84 Charing Cross Road – Helene Hanff

I heard about 84 Charing Cross Road through Slightly Foxed a few years ago, and it’s been patiently waiting on my shelf ever since. The moment to read it finally arrived after I finished the harrowing Between Shades of Gray and was in desperate need of something cheerful to warm my heart. I couldn’t have chosen a better book to make me smile!

This is a lovely little book about a struggling American writer in New York and her correspondence with an antiquarian bookshop in London. The first half is a copy of the letters, starting with Helene inquiring after certain out-of-print books that she couldn’t get hold of. What follows is twenty year’s worth of letters, mostly between the reserved (and very British) bookseller Frank and the more chatty Helene. It takes a while for her to break through the very proper and formal shell of Frank’s Britishness (it’s two years before he starts to address her by her first name!) but soon a friendship evolves, with a firm love of literature at its core. In fact, all the staff at Marks and Co. Booksellers soon learn to love Helene and her generous nature, especially the gifts she sends at Christmas and Easter.

Helene keeps having to put off a trip to the literary London of her dreams, usually due to lack of money. But finally, after twenty years and with a book to promote, she makes it. The second half of the book follows her time there in the form of diary entries. She comes across as the most down-to-earth and lovable author you would ever want to meet. I believe I would have got on with her very well.

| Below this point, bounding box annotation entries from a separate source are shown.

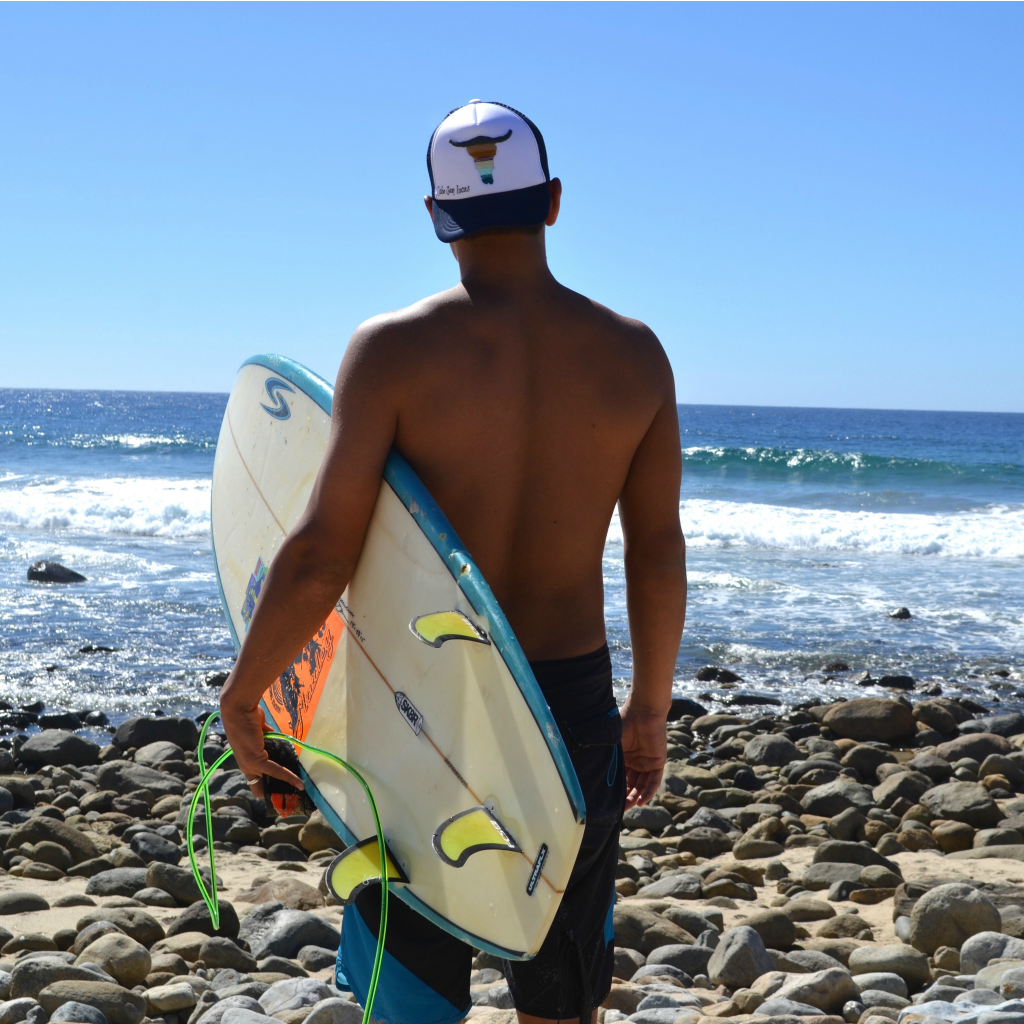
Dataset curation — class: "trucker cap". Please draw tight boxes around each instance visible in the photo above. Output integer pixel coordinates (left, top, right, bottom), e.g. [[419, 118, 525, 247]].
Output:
[[427, 99, 551, 242]]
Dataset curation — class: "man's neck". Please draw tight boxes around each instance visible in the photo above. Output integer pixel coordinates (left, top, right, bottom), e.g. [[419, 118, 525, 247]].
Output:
[[452, 230, 555, 298]]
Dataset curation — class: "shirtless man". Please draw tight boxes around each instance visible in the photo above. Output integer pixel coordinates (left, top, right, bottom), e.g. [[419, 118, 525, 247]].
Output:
[[220, 100, 686, 1024]]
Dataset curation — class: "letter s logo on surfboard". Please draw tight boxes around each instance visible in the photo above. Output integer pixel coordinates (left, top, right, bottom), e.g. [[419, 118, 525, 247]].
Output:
[[259, 377, 295, 420]]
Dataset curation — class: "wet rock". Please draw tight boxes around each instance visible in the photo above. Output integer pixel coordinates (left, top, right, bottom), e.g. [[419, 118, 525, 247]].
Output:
[[39, 981, 145, 1024], [910, 883, 1000, 953], [708, 925, 773, 988], [7, 817, 99, 864], [921, 782, 1002, 828], [0, 892, 50, 916], [85, 867, 145, 896], [72, 906, 164, 953], [800, 775, 874, 818], [131, 833, 181, 864], [113, 715, 199, 751], [28, 559, 85, 583], [743, 733, 804, 768], [813, 697, 914, 743], [935, 726, 1013, 764], [238, 902, 339, 959], [96, 761, 184, 798], [17, 729, 99, 768], [850, 943, 931, 991], [167, 899, 239, 937], [199, 935, 256, 973]]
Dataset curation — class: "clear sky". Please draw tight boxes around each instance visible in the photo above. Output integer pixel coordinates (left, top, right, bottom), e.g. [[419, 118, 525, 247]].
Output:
[[0, 0, 1024, 412]]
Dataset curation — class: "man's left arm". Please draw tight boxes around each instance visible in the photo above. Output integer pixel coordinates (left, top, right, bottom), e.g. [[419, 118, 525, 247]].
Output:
[[220, 326, 397, 788]]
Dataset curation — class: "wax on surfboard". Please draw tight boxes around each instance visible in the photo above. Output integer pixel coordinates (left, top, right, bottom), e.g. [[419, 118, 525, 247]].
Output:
[[211, 355, 586, 959]]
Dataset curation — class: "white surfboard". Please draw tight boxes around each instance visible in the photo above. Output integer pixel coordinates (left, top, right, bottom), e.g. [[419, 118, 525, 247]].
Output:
[[212, 355, 586, 959]]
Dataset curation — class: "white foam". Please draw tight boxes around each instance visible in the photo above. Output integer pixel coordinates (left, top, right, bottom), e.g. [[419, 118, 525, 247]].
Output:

I read 84 Charing Cross Road while participating in a ‘read only women writers’ challenge and Helene Hanff is a brilliant author to look up to. She was resilient, independent and fantastically witty. She reminds us that life has ups and downs, but there is always the possibility of achieving something worthwhile. After all, success came quite late in her life and I find that very encouraging.

“84, Charing Cross Road was no bestseller, you understand; it didn’t make me rich or famous. It just got me hundreds of letters and phone calls from people I never knew existed; it got me wonderful reviews; it restored a self-confidence and self-esteem I’d lost somewhere along the way, God knows how many years ago. It brought me to England. It changed me life.”